Epson printer in store.

This isn’t the first time Epson has been sued over printer cartridges. | Grzegorz Czapski/Shutterstock

A lawsuit accuses Epson America of illegally disabling its printers via software updates when consumers use third-party printer cartridges.

The complaint was filed on Oct. 18 in the U.S. District Court for the Southern District of California. The plaintiffs are William Mondigo and Richard Famiglietti, California and Connecticut residents, respectively, who bought Epson printers but had them disabled by Epson software updates because they began using remanufactured and third-party printer cartridges.

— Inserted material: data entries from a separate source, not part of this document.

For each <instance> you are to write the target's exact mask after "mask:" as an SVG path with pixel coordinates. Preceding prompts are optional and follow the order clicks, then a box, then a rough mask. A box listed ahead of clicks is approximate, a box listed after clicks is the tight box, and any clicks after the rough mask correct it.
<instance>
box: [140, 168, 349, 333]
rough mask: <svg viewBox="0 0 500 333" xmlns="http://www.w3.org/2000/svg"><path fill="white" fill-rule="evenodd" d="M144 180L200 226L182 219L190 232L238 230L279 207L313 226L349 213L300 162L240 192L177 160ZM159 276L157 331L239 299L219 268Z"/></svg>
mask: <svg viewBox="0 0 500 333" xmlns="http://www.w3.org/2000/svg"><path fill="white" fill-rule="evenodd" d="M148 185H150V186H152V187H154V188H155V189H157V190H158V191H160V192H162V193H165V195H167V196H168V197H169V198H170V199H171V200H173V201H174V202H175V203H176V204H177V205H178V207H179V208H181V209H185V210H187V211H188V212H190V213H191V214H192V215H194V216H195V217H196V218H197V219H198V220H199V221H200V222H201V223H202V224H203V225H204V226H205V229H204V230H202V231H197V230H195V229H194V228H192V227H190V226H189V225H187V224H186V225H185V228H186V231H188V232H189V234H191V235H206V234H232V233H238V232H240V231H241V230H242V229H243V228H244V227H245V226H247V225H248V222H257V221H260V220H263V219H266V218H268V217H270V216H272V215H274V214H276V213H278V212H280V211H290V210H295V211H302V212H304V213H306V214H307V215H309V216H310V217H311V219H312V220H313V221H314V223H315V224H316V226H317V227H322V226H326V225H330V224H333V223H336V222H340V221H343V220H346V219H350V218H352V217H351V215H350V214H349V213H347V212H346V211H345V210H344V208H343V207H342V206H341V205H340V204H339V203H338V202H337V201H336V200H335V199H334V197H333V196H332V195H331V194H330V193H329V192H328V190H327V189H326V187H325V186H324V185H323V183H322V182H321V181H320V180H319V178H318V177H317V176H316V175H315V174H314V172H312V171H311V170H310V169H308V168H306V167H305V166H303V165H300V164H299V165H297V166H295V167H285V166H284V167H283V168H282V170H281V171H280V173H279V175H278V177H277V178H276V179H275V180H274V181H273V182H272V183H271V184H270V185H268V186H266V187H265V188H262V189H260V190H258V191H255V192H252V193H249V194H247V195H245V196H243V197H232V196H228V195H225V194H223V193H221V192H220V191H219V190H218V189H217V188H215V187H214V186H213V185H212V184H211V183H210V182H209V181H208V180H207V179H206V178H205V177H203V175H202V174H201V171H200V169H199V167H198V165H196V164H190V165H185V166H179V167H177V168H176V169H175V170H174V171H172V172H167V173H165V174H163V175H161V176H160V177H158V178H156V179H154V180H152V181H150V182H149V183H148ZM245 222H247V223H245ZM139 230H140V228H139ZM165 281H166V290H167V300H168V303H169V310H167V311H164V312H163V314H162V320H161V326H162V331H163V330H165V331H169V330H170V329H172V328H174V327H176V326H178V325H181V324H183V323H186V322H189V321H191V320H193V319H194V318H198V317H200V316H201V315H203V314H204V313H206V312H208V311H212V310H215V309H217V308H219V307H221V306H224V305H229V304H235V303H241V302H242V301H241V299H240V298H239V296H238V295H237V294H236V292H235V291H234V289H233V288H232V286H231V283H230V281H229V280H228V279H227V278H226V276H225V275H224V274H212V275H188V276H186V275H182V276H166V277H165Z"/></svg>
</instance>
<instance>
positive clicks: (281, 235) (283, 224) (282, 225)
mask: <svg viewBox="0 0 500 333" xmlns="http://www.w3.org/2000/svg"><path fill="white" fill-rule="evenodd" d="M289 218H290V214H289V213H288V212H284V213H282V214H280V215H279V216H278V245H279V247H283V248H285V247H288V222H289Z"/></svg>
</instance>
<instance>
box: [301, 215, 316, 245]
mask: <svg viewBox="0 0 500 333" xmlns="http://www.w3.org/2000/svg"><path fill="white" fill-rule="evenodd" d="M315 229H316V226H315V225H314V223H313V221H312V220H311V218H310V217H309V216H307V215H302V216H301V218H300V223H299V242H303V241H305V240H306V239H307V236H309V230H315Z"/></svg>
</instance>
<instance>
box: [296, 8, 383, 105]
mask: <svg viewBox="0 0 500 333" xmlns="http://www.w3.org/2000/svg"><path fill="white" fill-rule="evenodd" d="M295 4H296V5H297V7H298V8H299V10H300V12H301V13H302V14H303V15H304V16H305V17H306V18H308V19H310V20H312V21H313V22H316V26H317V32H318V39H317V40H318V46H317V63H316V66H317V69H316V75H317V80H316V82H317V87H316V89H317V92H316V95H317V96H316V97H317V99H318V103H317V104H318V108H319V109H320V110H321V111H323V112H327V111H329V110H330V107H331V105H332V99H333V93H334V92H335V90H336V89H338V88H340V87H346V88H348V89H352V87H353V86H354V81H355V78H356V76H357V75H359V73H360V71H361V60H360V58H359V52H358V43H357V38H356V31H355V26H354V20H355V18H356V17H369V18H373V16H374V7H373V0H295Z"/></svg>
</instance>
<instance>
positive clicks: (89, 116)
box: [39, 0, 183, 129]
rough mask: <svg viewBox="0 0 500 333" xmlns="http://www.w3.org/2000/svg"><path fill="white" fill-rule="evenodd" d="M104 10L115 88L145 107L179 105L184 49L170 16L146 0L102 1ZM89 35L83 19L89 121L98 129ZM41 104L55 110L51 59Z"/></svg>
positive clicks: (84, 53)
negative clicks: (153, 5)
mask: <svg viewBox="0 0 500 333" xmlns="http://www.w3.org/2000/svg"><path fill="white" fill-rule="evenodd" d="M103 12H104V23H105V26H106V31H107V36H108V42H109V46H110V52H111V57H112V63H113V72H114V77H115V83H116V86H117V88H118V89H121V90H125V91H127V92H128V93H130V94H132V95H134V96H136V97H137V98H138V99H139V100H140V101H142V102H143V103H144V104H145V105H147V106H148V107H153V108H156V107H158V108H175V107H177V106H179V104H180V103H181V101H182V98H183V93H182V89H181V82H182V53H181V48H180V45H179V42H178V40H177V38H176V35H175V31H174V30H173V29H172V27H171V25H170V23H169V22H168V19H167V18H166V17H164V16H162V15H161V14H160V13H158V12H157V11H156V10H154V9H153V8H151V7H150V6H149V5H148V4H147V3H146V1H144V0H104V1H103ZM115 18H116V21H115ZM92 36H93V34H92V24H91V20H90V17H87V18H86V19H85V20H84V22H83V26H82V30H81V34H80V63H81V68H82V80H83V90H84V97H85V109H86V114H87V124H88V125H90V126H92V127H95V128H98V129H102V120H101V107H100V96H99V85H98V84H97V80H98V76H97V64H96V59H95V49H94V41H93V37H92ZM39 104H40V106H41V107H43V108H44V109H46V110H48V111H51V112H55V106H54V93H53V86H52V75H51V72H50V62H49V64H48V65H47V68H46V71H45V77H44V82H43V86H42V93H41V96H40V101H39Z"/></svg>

According to the lawsuit, Epson didn’t disclose that its software and firmware updates would disable the equipment if users installed non-Epson cartridges. In contrast, Epson told users the updates would fix problems and improve printer performance, the complaint alleges.

“For many users, these software updates effectively ruined their printers,” according to the complaint. “For others, the updates forced them to purchase Epson ink cartridges, which are significantly more expensive than third-party cartridges.”

The lawsuit seeks class-action status. Long Beach, Calif.-based Epson America, which is the U.S. subsidiary of Japan’s Seiko Epson Corporation, hasn’t yet responded to the allegations in court. A company spokesperson sent the following statement to E-Scrap News regarding the lawsuit:

“Many Epson printers are designed for use with genuine Epson-brand cartridges. Other brands of ink cartridges and ink supplies are not compatible and, even if described as compatible, may not function properly or at all. Epson clearly provides information about ink usage and compatibility for its printers on retail boxes, on materials included with the printer, and on its website,” according to the statement. “Many of these third party ink cartridges also infringe Epson’s intellectual property and are prohibited from sale in the United States. Epson invests in enforcement against these infringing sellers in an effort to protect its intellectual property and to protect consumers who are enticed by the low price, but unaware of the intellectual property and possible performance issues.”

This isn’t the first time these issues have landed in court. The Recycler reported a New York man filed a class-action lawsuit against Epson in December 2018 alleging a firmware update blocked the use of third-party cartridges. HP has also been sued over firmware that blocks the use of third-party cartridges.